Saturday, December 11, 2010

Week 12

As I reentered the dance hall, I watched about sixty dancers from all over the world speaking dozens of different "languages" - some lifting one another, others finding rest and support in one another's weight, yet others using mime to make visible and traverse their inner world.  As dozens of bodies adorned the space in momentary and unrepeatable tapestries of stillness and motion, two women stood in the middle of the wood floor with their arms around each other, solid as an ancient oak tree.  Now, with them as my reference point, all the other dancers suddenly became as inconsequential as autumn leaves, drifting around the rooted stillness of these women's bodies.  One woman leaned in for a kiss, her mop of hair covering both of their faces, and the other kissed her back on the cheek.  This was the opening jam of the international Israeli Contact Improv Festival.

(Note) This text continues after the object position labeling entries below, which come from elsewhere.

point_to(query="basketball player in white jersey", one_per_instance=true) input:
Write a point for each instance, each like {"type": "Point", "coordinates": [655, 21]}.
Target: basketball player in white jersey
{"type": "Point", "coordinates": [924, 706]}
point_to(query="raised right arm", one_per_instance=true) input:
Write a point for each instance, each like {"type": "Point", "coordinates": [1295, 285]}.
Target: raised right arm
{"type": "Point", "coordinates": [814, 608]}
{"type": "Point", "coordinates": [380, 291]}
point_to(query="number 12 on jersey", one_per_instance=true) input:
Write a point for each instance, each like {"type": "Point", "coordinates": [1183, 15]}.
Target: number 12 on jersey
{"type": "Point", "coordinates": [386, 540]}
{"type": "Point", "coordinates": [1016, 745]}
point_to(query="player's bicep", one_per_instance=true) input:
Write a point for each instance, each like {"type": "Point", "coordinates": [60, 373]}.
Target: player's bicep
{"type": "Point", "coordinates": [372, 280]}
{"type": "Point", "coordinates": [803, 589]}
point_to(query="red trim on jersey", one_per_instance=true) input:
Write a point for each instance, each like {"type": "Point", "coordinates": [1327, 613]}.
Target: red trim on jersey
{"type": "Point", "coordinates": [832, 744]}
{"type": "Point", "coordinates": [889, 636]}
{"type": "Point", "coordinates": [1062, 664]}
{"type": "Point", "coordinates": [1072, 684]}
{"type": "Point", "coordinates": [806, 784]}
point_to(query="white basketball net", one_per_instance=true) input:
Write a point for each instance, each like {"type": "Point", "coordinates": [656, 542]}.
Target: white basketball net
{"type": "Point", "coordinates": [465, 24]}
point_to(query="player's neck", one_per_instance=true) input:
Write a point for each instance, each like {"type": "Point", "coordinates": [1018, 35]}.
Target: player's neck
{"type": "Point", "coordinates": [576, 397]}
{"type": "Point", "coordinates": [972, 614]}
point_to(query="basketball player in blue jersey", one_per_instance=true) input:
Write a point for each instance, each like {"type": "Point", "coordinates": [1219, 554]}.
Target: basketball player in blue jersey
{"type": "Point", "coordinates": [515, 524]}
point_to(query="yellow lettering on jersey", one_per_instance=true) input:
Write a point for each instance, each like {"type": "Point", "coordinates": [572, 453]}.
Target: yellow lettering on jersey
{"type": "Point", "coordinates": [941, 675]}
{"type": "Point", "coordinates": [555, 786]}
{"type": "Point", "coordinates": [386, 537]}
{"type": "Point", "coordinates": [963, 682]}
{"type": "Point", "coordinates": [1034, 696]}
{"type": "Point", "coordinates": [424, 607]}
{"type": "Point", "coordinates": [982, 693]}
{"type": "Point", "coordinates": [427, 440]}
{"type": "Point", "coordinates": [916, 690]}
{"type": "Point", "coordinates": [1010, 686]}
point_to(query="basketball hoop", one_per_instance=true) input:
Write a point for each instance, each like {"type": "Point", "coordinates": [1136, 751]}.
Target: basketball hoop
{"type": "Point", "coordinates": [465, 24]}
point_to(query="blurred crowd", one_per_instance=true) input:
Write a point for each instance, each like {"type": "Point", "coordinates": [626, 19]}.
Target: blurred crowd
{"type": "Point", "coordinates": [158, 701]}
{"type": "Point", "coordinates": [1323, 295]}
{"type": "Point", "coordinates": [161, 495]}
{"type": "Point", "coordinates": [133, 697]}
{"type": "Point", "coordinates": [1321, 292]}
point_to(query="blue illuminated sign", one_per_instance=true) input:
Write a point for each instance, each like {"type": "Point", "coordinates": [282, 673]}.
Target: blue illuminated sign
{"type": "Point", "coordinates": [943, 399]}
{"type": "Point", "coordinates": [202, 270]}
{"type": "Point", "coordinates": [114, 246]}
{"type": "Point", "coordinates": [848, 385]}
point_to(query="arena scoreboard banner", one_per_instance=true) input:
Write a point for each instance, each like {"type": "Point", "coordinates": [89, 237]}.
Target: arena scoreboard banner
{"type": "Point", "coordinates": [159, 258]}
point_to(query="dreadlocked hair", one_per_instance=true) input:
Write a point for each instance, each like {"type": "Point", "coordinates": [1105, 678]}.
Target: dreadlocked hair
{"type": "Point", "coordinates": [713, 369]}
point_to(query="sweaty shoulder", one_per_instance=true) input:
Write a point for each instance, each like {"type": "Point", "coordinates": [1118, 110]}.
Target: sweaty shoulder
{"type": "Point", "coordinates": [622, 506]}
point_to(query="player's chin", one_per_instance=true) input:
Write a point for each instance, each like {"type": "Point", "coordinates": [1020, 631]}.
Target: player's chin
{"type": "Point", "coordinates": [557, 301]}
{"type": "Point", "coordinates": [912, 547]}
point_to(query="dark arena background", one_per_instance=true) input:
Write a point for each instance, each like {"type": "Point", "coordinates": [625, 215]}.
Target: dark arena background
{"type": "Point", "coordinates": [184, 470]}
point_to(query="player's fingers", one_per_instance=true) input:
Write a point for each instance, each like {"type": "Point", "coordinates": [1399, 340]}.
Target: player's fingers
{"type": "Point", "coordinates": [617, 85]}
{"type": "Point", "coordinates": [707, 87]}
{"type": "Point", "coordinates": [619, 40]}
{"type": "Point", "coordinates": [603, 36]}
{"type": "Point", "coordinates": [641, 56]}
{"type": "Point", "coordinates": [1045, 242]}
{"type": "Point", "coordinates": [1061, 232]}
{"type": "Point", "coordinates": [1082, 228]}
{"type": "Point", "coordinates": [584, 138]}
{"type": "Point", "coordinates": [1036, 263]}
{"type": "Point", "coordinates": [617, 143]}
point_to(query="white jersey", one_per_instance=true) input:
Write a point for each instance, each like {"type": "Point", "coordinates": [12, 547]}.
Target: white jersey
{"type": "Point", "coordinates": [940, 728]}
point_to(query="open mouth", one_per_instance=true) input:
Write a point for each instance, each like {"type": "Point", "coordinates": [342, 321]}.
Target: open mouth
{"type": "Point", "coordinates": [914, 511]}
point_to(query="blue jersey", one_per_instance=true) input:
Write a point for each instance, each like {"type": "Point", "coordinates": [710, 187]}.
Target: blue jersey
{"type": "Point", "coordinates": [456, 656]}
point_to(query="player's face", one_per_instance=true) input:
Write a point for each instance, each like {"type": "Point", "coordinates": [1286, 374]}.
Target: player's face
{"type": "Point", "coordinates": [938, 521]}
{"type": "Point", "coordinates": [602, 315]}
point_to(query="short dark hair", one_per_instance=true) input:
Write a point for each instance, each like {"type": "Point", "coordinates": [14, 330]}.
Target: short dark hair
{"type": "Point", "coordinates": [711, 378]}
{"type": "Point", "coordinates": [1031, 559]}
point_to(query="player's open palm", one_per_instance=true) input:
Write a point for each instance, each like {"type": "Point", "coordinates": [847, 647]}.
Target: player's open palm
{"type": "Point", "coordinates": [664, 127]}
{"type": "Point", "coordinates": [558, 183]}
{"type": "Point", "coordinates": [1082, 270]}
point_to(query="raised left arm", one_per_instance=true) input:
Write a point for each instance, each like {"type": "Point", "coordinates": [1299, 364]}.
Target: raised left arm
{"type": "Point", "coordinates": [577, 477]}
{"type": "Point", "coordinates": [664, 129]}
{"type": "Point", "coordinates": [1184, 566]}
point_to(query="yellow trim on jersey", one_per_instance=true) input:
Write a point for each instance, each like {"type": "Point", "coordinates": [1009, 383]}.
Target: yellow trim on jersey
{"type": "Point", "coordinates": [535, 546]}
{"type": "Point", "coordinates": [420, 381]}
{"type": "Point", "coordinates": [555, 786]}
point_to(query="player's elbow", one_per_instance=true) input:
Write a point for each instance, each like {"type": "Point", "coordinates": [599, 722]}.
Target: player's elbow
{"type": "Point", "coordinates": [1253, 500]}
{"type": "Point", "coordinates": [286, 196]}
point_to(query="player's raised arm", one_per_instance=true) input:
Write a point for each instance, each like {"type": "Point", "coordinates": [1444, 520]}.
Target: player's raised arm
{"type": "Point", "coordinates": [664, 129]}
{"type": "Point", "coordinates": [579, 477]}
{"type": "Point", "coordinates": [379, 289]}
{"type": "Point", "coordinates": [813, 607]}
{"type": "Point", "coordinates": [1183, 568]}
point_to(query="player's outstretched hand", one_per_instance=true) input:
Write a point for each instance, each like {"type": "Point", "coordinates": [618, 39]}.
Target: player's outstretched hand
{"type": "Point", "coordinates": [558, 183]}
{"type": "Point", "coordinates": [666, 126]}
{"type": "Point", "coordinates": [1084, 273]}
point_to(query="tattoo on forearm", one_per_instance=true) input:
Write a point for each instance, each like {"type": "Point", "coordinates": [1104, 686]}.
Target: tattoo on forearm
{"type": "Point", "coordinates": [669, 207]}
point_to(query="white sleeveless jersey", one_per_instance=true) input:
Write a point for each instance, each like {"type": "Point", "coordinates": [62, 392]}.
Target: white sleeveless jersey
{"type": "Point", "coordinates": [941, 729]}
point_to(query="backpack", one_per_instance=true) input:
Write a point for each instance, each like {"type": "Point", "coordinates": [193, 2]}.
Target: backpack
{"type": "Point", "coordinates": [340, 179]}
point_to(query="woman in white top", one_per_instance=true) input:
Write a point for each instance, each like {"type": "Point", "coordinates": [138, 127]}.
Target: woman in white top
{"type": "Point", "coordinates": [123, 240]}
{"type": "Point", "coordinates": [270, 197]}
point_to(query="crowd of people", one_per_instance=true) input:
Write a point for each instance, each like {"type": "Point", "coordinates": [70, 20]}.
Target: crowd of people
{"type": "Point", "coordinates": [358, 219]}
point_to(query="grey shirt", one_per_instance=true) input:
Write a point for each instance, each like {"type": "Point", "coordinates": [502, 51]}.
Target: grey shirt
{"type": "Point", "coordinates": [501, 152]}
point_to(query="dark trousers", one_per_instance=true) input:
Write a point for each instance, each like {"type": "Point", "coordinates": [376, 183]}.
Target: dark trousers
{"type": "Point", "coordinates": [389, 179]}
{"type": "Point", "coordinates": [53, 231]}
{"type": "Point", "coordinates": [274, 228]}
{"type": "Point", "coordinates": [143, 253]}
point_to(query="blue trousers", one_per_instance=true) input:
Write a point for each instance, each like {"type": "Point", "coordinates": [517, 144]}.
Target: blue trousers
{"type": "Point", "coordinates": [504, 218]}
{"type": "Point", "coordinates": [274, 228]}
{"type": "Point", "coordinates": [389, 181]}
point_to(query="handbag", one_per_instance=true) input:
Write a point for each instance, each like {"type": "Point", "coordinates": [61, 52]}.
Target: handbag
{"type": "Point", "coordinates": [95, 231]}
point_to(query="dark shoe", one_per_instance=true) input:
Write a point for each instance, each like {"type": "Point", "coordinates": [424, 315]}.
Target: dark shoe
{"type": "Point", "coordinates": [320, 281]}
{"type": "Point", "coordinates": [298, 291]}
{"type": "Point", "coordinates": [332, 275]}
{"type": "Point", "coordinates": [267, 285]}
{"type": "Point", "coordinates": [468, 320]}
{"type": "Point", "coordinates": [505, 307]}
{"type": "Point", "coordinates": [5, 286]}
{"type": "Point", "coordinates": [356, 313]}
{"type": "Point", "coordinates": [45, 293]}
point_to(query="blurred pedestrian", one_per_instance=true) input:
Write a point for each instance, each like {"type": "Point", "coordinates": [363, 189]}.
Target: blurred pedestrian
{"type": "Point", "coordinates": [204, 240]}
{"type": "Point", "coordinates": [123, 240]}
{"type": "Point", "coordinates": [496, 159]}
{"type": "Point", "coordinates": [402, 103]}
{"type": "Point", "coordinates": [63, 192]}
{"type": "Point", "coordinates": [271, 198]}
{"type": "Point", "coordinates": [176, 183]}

As I relaxed back into my native language at the Contact jam (since it's officially an "international" language), I gained more perspective on a hunch I had that speaking Hebrew (or any language for that matter) is a constant act of midrash (an often imaginative commentary on, and fleshing out of, a "text").  All the words in this blog, and your internal dialogue as you read is always commentary, a risky
maneuver that links our subjective experiences with the "objective" outside world.  To use a Hebrew example, pointing at an object (say a train or "rakevet", with root r.k.v.) I am symbolically linking it to the fiery chariots and mystical merkavah practices of ancient Jewish mystics (including Jesus); or if I'm talking about my bicycle (an "ofenaim", with the root o.f.n.) I'm suddenly bringing this wheeled creature into one of most psychedelic mystical realms recorded in literature: the spinning, four-faced creatures of Ezekial's vision.

When I prayed on Monday morning, rather than a jumble of words sleepily tumbling from my lips, I felt like a priest adorning the living language of my (almost) daily experience in Israel with my sacred vestements: breastplates, jewels, magical stones.  As I became aware of this powerful encounter with the liturgy, I realized that in living in Tel Aviv-Yaffo (an extremely down to earth, and relatively liberal place - in contrast to my past experience of Israel, in Jerusalem) the Hebrew language had begun to taste like its dirty streets, beautiful people and churning sea.  Only now that each word left trails of grit as it found its shape between my tongue and hard palette, did my senses exalt at the act of lifting these bundles of particularity into the wordless and infinite realm of the sacred.  In the eternal visions of this sacred poetry, I was beginning to see snapshots of the everyday - whorehouses, claustrophobic markets, mall playgrounds - and to feel the sacred core of these moments ripple out to the invisible horizons of my soul.  Maybe prayer "matters" after all?